Today the milking cows of Milton Farm are having their final strip of grazing in Rick field, 12 days after I turned them in there. This photo shows them a couple of days ago when Somerset was once a sun blessed realm.
Opinion is divided on how well the experiment went, but overall I am very pleased with how the cows did, having never been grazed in such a manner and on such a botanically diverse grass ley before. I honestly thought that they'd refuse to go in there after day one and would eat around all the "funny" plants, particularly the herbs like chicory, plantain, burnet, sheeps parsley, yarrow, etc.
We had hoped that we’d be able to reduce the amount of food we gave them in the sheds at night, but no matter how much I allocated them in the field, they were still licking the shed’s troughs clean, and if I gave them too much grazing then they wouldn’t graze it down properly.
Their milk solids were more erratic than when they were set stocked and their milk urea levels roved about too, the latter indicating a drop in their protein intake, which was very perplexing because they were grazing huge quantities of protein-dense clovers!
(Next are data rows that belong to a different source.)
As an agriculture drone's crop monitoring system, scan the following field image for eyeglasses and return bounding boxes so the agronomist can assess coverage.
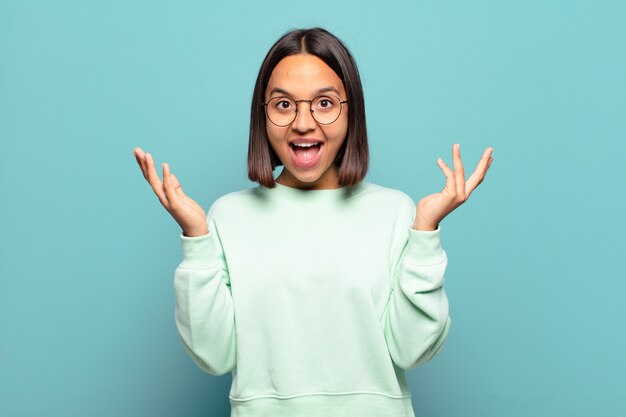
[263,95,348,127]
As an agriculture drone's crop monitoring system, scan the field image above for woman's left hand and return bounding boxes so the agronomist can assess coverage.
[413,144,493,230]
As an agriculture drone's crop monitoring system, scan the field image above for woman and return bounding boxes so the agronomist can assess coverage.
[135,28,492,417]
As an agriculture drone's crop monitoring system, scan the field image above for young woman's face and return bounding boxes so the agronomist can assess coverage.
[265,54,348,189]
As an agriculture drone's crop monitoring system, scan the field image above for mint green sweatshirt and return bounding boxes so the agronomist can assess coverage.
[174,182,450,417]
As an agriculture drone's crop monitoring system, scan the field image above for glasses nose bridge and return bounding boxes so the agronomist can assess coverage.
[293,98,315,113]
[291,98,317,123]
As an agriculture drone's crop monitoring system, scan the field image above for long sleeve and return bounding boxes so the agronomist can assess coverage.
[384,228,451,369]
[174,214,236,375]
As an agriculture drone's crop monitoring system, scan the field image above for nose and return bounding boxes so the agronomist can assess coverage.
[291,101,317,132]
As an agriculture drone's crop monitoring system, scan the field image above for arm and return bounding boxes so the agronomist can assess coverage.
[384,229,451,369]
[174,211,236,375]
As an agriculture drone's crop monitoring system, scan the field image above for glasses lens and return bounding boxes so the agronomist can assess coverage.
[311,96,341,124]
[266,97,296,126]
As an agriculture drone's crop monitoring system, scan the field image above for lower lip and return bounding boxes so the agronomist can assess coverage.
[289,144,324,168]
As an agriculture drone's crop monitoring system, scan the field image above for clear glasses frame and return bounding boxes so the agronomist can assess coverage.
[263,94,348,127]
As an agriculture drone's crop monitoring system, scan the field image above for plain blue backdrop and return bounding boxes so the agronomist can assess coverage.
[0,0,626,417]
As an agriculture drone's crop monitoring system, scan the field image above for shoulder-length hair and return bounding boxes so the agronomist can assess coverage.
[248,28,369,188]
Hmmm.
We’re keeping the night time feed the same and we’ll see how milk is affected in the coming weeks when they return to their set stocking field rotation tomorrow morning.
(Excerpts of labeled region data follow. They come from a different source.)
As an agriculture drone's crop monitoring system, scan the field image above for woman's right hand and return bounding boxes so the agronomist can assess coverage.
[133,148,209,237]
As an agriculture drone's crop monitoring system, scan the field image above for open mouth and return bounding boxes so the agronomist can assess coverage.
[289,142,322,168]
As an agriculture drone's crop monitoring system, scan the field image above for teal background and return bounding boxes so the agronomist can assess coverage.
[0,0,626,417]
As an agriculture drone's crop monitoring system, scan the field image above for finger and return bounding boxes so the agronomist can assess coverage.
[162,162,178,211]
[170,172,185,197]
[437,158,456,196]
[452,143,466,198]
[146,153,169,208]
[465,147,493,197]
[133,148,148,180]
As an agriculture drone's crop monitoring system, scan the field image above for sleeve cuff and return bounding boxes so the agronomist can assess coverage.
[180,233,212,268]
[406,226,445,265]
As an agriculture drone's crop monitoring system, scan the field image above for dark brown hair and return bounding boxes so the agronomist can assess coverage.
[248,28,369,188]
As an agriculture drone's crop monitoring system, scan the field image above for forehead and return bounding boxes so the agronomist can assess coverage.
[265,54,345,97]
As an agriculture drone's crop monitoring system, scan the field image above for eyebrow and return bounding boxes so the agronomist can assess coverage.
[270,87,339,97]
This is all a very long term experiment and strip grazing the herbal ley is as much about biodiversity for cheese flavour as it is for doing our bit for improving the farm’s biodiversity (15 or so grassland species vs. three or four). It is also about building resilience into our soils by growing & grazing crops so that they put down deep complex root systems so that the land is better able to cope with extremes of weather – both drought and high rainfall – and also to act as a carbon sink (more organic matter in the soil = more carbon drawn out of the atmosphere).
This afternoon, I shall shut-up Rick field to let the plants to regrow and we’ll be back in there sometime in July for the next round of grazing.